1. For couples with a male partner with normal sperm counts and motility, intracytoplasmic sperm injection did not result in higher rates of live birth compared with conventional in-vitro fertilization (IVF).
2. Higher rates of fertilization per oocyte retrieved and per oocyte inseminated observed in intracytoplasmic injection group with no impact on outcomes at 12 months post-randomization.
Evidence Rating Level: 1 (Excellent)
Study Rundown: Intracytoplasmic sperm injection (ICSI) is an IVF technique initially utilized in couples with severe male factor infertility. Recently, ICSI rates have increased relative to rates of conventional IVF despite retrospective studies showing similar outcomes. Additionally, use of ICSI has increased among couples with non-male factor infertility. This open-label, multicenter, randomized control trial assessed the success of ICSI compared to conventional IVF as measured by live birth in couples with a male partner who has normal sperm counts and motility. Data from this trial demonstrate comparable rates of live birth after first embryo transfer and fertilization failure among the ICSI and conventional IVF groups. The results of this study challenge the rising trend in broad ICSI use in couples without male factor infertility. Cost and invasiveness ICSI compared to conventional techniques are additional factors for couples to consider when choosing the appropriate IVF technique.

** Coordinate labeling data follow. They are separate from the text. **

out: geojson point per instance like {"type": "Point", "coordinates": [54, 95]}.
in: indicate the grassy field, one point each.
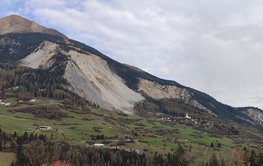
{"type": "Point", "coordinates": [7, 158]}
{"type": "Point", "coordinates": [151, 134]}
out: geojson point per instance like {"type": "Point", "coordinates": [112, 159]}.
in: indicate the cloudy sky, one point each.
{"type": "Point", "coordinates": [215, 46]}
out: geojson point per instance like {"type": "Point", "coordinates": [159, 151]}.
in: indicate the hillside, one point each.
{"type": "Point", "coordinates": [83, 97]}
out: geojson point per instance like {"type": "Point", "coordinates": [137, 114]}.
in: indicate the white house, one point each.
{"type": "Point", "coordinates": [187, 116]}
{"type": "Point", "coordinates": [32, 100]}
{"type": "Point", "coordinates": [44, 128]}
{"type": "Point", "coordinates": [99, 145]}
{"type": "Point", "coordinates": [7, 104]}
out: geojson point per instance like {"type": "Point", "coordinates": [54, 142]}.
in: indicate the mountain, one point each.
{"type": "Point", "coordinates": [57, 66]}
{"type": "Point", "coordinates": [18, 24]}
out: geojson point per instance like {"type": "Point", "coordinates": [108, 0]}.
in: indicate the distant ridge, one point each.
{"type": "Point", "coordinates": [18, 24]}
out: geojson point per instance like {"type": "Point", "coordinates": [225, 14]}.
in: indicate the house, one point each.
{"type": "Point", "coordinates": [7, 104]}
{"type": "Point", "coordinates": [32, 101]}
{"type": "Point", "coordinates": [43, 128]}
{"type": "Point", "coordinates": [99, 145]}
{"type": "Point", "coordinates": [187, 116]}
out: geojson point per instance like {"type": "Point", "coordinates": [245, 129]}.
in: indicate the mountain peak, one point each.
{"type": "Point", "coordinates": [18, 24]}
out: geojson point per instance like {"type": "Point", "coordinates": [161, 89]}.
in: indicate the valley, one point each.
{"type": "Point", "coordinates": [146, 133]}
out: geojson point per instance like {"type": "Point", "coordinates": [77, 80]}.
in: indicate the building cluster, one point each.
{"type": "Point", "coordinates": [4, 104]}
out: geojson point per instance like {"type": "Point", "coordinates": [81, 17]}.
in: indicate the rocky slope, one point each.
{"type": "Point", "coordinates": [98, 78]}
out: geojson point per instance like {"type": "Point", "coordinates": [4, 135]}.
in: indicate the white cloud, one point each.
{"type": "Point", "coordinates": [214, 46]}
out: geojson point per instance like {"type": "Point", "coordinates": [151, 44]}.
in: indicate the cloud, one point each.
{"type": "Point", "coordinates": [214, 46]}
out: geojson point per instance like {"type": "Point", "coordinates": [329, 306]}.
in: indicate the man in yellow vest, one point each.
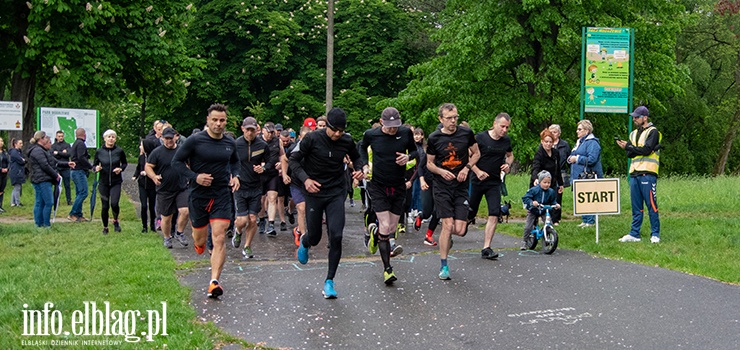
{"type": "Point", "coordinates": [644, 149]}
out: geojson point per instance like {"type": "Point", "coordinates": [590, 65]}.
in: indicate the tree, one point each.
{"type": "Point", "coordinates": [95, 49]}
{"type": "Point", "coordinates": [524, 58]}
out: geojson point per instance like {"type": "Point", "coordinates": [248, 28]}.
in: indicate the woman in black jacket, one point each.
{"type": "Point", "coordinates": [547, 158]}
{"type": "Point", "coordinates": [110, 162]}
{"type": "Point", "coordinates": [43, 175]}
{"type": "Point", "coordinates": [147, 191]}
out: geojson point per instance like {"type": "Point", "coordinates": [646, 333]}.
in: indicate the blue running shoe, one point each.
{"type": "Point", "coordinates": [444, 273]}
{"type": "Point", "coordinates": [302, 254]}
{"type": "Point", "coordinates": [329, 292]}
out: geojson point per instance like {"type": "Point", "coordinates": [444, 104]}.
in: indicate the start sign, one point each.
{"type": "Point", "coordinates": [596, 197]}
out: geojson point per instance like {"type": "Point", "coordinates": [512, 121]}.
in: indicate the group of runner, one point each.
{"type": "Point", "coordinates": [230, 178]}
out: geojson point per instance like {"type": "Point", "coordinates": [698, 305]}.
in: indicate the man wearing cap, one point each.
{"type": "Point", "coordinates": [392, 146]}
{"type": "Point", "coordinates": [644, 149]}
{"type": "Point", "coordinates": [270, 178]}
{"type": "Point", "coordinates": [252, 151]}
{"type": "Point", "coordinates": [451, 154]}
{"type": "Point", "coordinates": [212, 171]}
{"type": "Point", "coordinates": [172, 189]}
{"type": "Point", "coordinates": [319, 164]}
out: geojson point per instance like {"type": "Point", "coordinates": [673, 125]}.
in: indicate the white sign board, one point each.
{"type": "Point", "coordinates": [11, 115]}
{"type": "Point", "coordinates": [596, 196]}
{"type": "Point", "coordinates": [68, 120]}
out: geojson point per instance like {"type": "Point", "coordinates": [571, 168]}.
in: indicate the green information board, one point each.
{"type": "Point", "coordinates": [606, 71]}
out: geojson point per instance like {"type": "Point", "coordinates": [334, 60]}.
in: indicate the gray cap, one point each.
{"type": "Point", "coordinates": [391, 118]}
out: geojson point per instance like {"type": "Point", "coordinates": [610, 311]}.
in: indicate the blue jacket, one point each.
{"type": "Point", "coordinates": [544, 197]}
{"type": "Point", "coordinates": [589, 156]}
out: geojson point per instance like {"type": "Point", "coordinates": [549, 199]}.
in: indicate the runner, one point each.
{"type": "Point", "coordinates": [252, 153]}
{"type": "Point", "coordinates": [392, 146]}
{"type": "Point", "coordinates": [495, 156]}
{"type": "Point", "coordinates": [451, 152]}
{"type": "Point", "coordinates": [318, 163]}
{"type": "Point", "coordinates": [172, 189]}
{"type": "Point", "coordinates": [213, 171]}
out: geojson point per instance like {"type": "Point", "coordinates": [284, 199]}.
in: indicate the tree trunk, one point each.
{"type": "Point", "coordinates": [23, 89]}
{"type": "Point", "coordinates": [330, 56]}
{"type": "Point", "coordinates": [724, 151]}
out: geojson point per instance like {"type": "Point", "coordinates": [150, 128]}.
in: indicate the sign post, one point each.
{"type": "Point", "coordinates": [596, 197]}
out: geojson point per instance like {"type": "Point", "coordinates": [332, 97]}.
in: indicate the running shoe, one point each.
{"type": "Point", "coordinates": [430, 241]}
{"type": "Point", "coordinates": [488, 253]}
{"type": "Point", "coordinates": [396, 250]}
{"type": "Point", "coordinates": [329, 292]}
{"type": "Point", "coordinates": [417, 223]}
{"type": "Point", "coordinates": [372, 246]}
{"type": "Point", "coordinates": [444, 273]}
{"type": "Point", "coordinates": [181, 239]}
{"type": "Point", "coordinates": [389, 276]}
{"type": "Point", "coordinates": [236, 241]}
{"type": "Point", "coordinates": [302, 254]}
{"type": "Point", "coordinates": [629, 238]}
{"type": "Point", "coordinates": [247, 253]}
{"type": "Point", "coordinates": [296, 236]}
{"type": "Point", "coordinates": [215, 290]}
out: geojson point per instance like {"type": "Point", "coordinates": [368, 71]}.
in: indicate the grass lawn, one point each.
{"type": "Point", "coordinates": [72, 263]}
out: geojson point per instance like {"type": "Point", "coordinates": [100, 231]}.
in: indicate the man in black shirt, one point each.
{"type": "Point", "coordinates": [61, 151]}
{"type": "Point", "coordinates": [172, 189]}
{"type": "Point", "coordinates": [213, 171]}
{"type": "Point", "coordinates": [451, 153]}
{"type": "Point", "coordinates": [319, 164]}
{"type": "Point", "coordinates": [392, 146]}
{"type": "Point", "coordinates": [252, 152]}
{"type": "Point", "coordinates": [495, 156]}
{"type": "Point", "coordinates": [81, 168]}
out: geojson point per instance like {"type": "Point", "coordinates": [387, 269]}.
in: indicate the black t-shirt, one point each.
{"type": "Point", "coordinates": [321, 159]}
{"type": "Point", "coordinates": [492, 156]}
{"type": "Point", "coordinates": [385, 170]}
{"type": "Point", "coordinates": [172, 182]}
{"type": "Point", "coordinates": [207, 155]}
{"type": "Point", "coordinates": [450, 151]}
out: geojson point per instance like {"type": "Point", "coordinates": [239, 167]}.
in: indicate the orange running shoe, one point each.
{"type": "Point", "coordinates": [215, 290]}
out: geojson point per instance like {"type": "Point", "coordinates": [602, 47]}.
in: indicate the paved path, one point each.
{"type": "Point", "coordinates": [524, 300]}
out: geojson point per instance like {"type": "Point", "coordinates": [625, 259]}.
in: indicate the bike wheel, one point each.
{"type": "Point", "coordinates": [549, 240]}
{"type": "Point", "coordinates": [531, 241]}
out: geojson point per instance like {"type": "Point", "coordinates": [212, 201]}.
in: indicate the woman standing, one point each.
{"type": "Point", "coordinates": [586, 157]}
{"type": "Point", "coordinates": [147, 191]}
{"type": "Point", "coordinates": [547, 158]}
{"type": "Point", "coordinates": [563, 150]}
{"type": "Point", "coordinates": [4, 169]}
{"type": "Point", "coordinates": [17, 171]}
{"type": "Point", "coordinates": [43, 175]}
{"type": "Point", "coordinates": [110, 161]}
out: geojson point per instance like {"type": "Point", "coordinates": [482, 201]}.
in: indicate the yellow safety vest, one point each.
{"type": "Point", "coordinates": [649, 163]}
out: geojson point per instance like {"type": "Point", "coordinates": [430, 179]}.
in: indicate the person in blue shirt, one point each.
{"type": "Point", "coordinates": [540, 194]}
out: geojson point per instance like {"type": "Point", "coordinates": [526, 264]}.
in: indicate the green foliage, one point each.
{"type": "Point", "coordinates": [524, 58]}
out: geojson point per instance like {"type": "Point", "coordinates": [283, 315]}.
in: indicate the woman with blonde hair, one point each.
{"type": "Point", "coordinates": [110, 162]}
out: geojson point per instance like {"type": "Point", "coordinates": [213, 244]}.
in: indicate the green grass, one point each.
{"type": "Point", "coordinates": [72, 263]}
{"type": "Point", "coordinates": [700, 226]}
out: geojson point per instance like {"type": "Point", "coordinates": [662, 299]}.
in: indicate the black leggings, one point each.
{"type": "Point", "coordinates": [334, 208]}
{"type": "Point", "coordinates": [147, 198]}
{"type": "Point", "coordinates": [109, 197]}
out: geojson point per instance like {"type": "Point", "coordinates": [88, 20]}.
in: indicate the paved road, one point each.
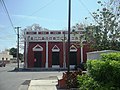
{"type": "Point", "coordinates": [12, 80]}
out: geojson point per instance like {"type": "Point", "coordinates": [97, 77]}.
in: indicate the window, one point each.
{"type": "Point", "coordinates": [2, 58]}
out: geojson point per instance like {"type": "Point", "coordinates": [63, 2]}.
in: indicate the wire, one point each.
{"type": "Point", "coordinates": [87, 10]}
{"type": "Point", "coordinates": [6, 10]}
{"type": "Point", "coordinates": [43, 7]}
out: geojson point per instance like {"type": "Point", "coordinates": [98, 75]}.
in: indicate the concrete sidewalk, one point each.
{"type": "Point", "coordinates": [48, 83]}
{"type": "Point", "coordinates": [43, 84]}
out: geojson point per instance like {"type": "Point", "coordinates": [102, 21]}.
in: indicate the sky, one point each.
{"type": "Point", "coordinates": [50, 14]}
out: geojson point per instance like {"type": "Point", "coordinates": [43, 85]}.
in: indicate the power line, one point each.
{"type": "Point", "coordinates": [6, 10]}
{"type": "Point", "coordinates": [88, 10]}
{"type": "Point", "coordinates": [43, 7]}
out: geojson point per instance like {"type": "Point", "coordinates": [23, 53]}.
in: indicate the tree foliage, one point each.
{"type": "Point", "coordinates": [13, 51]}
{"type": "Point", "coordinates": [105, 34]}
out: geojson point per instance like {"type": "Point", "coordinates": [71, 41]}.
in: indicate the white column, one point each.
{"type": "Point", "coordinates": [46, 54]}
{"type": "Point", "coordinates": [81, 54]}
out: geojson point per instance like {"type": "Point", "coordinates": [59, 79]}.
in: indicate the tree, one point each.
{"type": "Point", "coordinates": [13, 51]}
{"type": "Point", "coordinates": [105, 34]}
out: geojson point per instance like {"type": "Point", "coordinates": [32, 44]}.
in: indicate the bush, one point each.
{"type": "Point", "coordinates": [85, 82]}
{"type": "Point", "coordinates": [110, 56]}
{"type": "Point", "coordinates": [107, 73]}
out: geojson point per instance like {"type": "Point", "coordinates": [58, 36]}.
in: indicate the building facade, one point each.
{"type": "Point", "coordinates": [5, 56]}
{"type": "Point", "coordinates": [48, 49]}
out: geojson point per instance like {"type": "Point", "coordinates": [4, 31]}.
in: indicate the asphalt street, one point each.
{"type": "Point", "coordinates": [11, 80]}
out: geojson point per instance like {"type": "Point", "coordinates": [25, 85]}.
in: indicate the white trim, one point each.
{"type": "Point", "coordinates": [55, 49]}
{"type": "Point", "coordinates": [46, 65]}
{"type": "Point", "coordinates": [38, 49]}
{"type": "Point", "coordinates": [55, 66]}
{"type": "Point", "coordinates": [74, 49]}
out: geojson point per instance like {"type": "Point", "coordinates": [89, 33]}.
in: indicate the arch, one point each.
{"type": "Point", "coordinates": [73, 49]}
{"type": "Point", "coordinates": [55, 49]}
{"type": "Point", "coordinates": [38, 48]}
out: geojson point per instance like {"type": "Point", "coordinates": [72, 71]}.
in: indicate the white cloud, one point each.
{"type": "Point", "coordinates": [2, 26]}
{"type": "Point", "coordinates": [25, 16]}
{"type": "Point", "coordinates": [38, 18]}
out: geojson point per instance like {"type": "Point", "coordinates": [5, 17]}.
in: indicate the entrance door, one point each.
{"type": "Point", "coordinates": [55, 58]}
{"type": "Point", "coordinates": [73, 58]}
{"type": "Point", "coordinates": [37, 59]}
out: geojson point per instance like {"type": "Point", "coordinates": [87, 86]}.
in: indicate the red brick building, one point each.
{"type": "Point", "coordinates": [48, 49]}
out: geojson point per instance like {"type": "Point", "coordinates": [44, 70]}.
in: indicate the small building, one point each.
{"type": "Point", "coordinates": [5, 56]}
{"type": "Point", "coordinates": [48, 49]}
{"type": "Point", "coordinates": [97, 54]}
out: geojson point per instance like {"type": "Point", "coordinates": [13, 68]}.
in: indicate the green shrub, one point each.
{"type": "Point", "coordinates": [106, 73]}
{"type": "Point", "coordinates": [110, 56]}
{"type": "Point", "coordinates": [85, 82]}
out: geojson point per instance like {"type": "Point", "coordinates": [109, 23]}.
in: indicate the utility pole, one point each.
{"type": "Point", "coordinates": [18, 28]}
{"type": "Point", "coordinates": [69, 25]}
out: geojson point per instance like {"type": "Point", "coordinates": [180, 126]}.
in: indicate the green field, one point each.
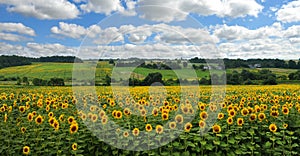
{"type": "Point", "coordinates": [64, 70]}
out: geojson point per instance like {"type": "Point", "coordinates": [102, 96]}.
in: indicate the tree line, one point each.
{"type": "Point", "coordinates": [241, 63]}
{"type": "Point", "coordinates": [245, 77]}
{"type": "Point", "coordinates": [10, 61]}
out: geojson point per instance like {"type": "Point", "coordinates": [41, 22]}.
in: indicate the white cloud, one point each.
{"type": "Point", "coordinates": [293, 31]}
{"type": "Point", "coordinates": [170, 10]}
{"type": "Point", "coordinates": [136, 34]}
{"type": "Point", "coordinates": [15, 32]}
{"type": "Point", "coordinates": [37, 49]}
{"type": "Point", "coordinates": [233, 33]}
{"type": "Point", "coordinates": [16, 27]}
{"type": "Point", "coordinates": [12, 37]}
{"type": "Point", "coordinates": [102, 6]}
{"type": "Point", "coordinates": [43, 9]}
{"type": "Point", "coordinates": [289, 12]}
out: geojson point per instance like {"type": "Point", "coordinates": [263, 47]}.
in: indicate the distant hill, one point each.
{"type": "Point", "coordinates": [11, 61]}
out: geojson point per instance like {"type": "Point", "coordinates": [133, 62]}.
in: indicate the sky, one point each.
{"type": "Point", "coordinates": [151, 28]}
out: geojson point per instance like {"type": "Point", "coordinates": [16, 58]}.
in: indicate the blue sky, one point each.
{"type": "Point", "coordinates": [121, 28]}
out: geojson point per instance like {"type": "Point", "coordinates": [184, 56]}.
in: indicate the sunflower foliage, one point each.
{"type": "Point", "coordinates": [250, 120]}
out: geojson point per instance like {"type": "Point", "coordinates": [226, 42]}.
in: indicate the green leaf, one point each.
{"type": "Point", "coordinates": [186, 153]}
{"type": "Point", "coordinates": [268, 144]}
{"type": "Point", "coordinates": [203, 142]}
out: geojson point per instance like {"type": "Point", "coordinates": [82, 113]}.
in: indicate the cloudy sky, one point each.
{"type": "Point", "coordinates": [151, 28]}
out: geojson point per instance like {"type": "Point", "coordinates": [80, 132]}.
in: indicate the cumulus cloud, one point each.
{"type": "Point", "coordinates": [170, 10]}
{"type": "Point", "coordinates": [15, 32]}
{"type": "Point", "coordinates": [233, 33]}
{"type": "Point", "coordinates": [102, 6]}
{"type": "Point", "coordinates": [43, 9]}
{"type": "Point", "coordinates": [16, 27]}
{"type": "Point", "coordinates": [160, 33]}
{"type": "Point", "coordinates": [32, 49]}
{"type": "Point", "coordinates": [289, 12]}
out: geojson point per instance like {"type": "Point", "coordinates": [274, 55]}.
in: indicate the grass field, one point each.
{"type": "Point", "coordinates": [64, 70]}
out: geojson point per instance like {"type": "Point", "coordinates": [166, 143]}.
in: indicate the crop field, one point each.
{"type": "Point", "coordinates": [64, 70]}
{"type": "Point", "coordinates": [249, 120]}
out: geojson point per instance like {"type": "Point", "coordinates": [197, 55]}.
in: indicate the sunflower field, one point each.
{"type": "Point", "coordinates": [249, 120]}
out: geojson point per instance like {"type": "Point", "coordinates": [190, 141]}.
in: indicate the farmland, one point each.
{"type": "Point", "coordinates": [249, 120]}
{"type": "Point", "coordinates": [64, 70]}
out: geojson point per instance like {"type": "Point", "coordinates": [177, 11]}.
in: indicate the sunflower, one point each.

In-Depth [randomized control trial]: This study randomized 1064 couples equally to ICSI (n=532) and conventional IVF (n=532) groups using variable block size randomization. Inclusion criteria included semen samples with normal count, motility, and morphology per WHO 2010 criteria, two or fewer prior IVF/ICSI cycles, and were not using frozen samples. Clinicians performing embryo transfer were blinded to group assignment, but patients and treating physicians were knowledgeable of group assignment. Primary outcome was defined as live birth (delivery of one baby showing any signs of life after 24 weeks gestation) after the first embryo transfer from the initiated cycle. Secondary outcomes included fertilization per oocyte inseminated or injected, abnormal oocytes, and pregnancy complication rates. At 12 months after random allocation from the initiated cycle, live birth outcomes after first embryo transfer were comparable among ICSI and conventional IVF groups (RR 1.11, 95% CI [-2.4 – 9.2], p = 0.27). Rates of fertilization per oocyte inseminated were significantly higher in the ICSI group (95% CI [2.2 – 8.6%], p = <0.0001) with lower rates of abnormal fertilization per oocyte as well (95% CI [-7.6 – -5.1%], p = <0.0001). This study is limited by a sizeable amount of patient crossover due to preference for ICSI, as well as difference in cost between the two treatment protocols, to which patients were not blinded. Despite these limitations, the results of this study challenge the use of ICSI in couples without male-factor infertility, especially with regard to resource utilization.